Деловая слушала, а Пашка шпарил, как по писаному.

— А как тебе модель искусственной кожи? С использованием культурных клеток?! И никаких экспериментов по тестированию косметики на глазах кролика. In silico, только in silico, никаких in vitro и in vivo! И не пропускать в торговую сеть косметику без пометки «не тестировано на животных»!

Пашка помолчал, раздумывая. Потом  набрался духу:

— Я вот девушке своей духи купил.

Деловая повела ушами.

— А-а, ты не знала?! Она в Марьине на библиотекаря учится, Ника моя. Ну, как моя — я ее один раз только из клуба домой проводил… Но ты не подумай, она бабушке письма пишет, да-да, настоящие, как раньше, в конвертах, раз в неделю, на пяти страницах. Так бабка Маша после каждого письма мне привет передает: кланяться тебе, Павлуша, велела, скоро приедет.
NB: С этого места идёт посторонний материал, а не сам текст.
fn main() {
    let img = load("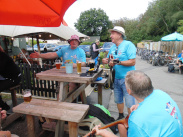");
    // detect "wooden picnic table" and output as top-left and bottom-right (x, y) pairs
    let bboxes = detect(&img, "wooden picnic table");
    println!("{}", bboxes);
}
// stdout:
(13, 99), (89, 137)
(36, 67), (103, 104)
(25, 67), (103, 137)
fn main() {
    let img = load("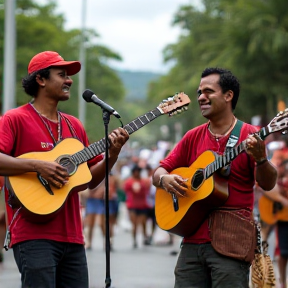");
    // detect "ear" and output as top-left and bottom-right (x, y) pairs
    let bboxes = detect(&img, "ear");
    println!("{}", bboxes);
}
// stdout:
(35, 74), (45, 87)
(224, 90), (234, 102)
Деловая из стороны в сторону помотала головой, отгоняя первых оводов.

Пашка улыбнулся, подмигнул корове и, раскинув руки, опять улегся на спину.

— Очень уж я ее жду, Нику-то. Скорей бы уж! Наскучило мне одному-то. Приезжа-а-а-й!


Рецензия Романа Сенчина:

«Я рад, что автор взял тему современной, буквально сегодняшней (упоминание, видимо, о ковиде) деревни, показали ее жителей, так называемые реалии. Правда, стиль, лексика словно о деревне позапрошлого века. Особенно это касается речи двадцатилетнего Павла: «— Вот ты мне скажешь, <…> что мышь, она и есть мышь, для нее коты завЕдены. Что от нее один вред и порча имущества, и туда ей и дорога. А я на это возражу. Естественный отбор потому и есть естественный, что самой природой так задумано: кто — кого. Ловчее, сильнее, быстрее. Поймать — да, сожрать — да, но, чтобы для целей своих замучить, — нет». Или нечто платоновское чувствуется. Обращаю на это внимание не в осуждение, а для того, чтобы автор был готов, если редакторы начнут предъявлять к рассказу такие претензии. 

Больше меня смутило название. Если составить имя и фамилию, то получится Павел Флоренский. Это отсылка к тому Павлу Флоренскому? Тем более что и герой, как и тот, молится практически в лесу, деталь наверняка неслучайная. Не знаю даже, как относиться к такой отсылке, оправдана ли она. Есть и некоторые замечания по тексту, но сюжет, атмосфера, герой стоят того, чтобы рассказ был доработан».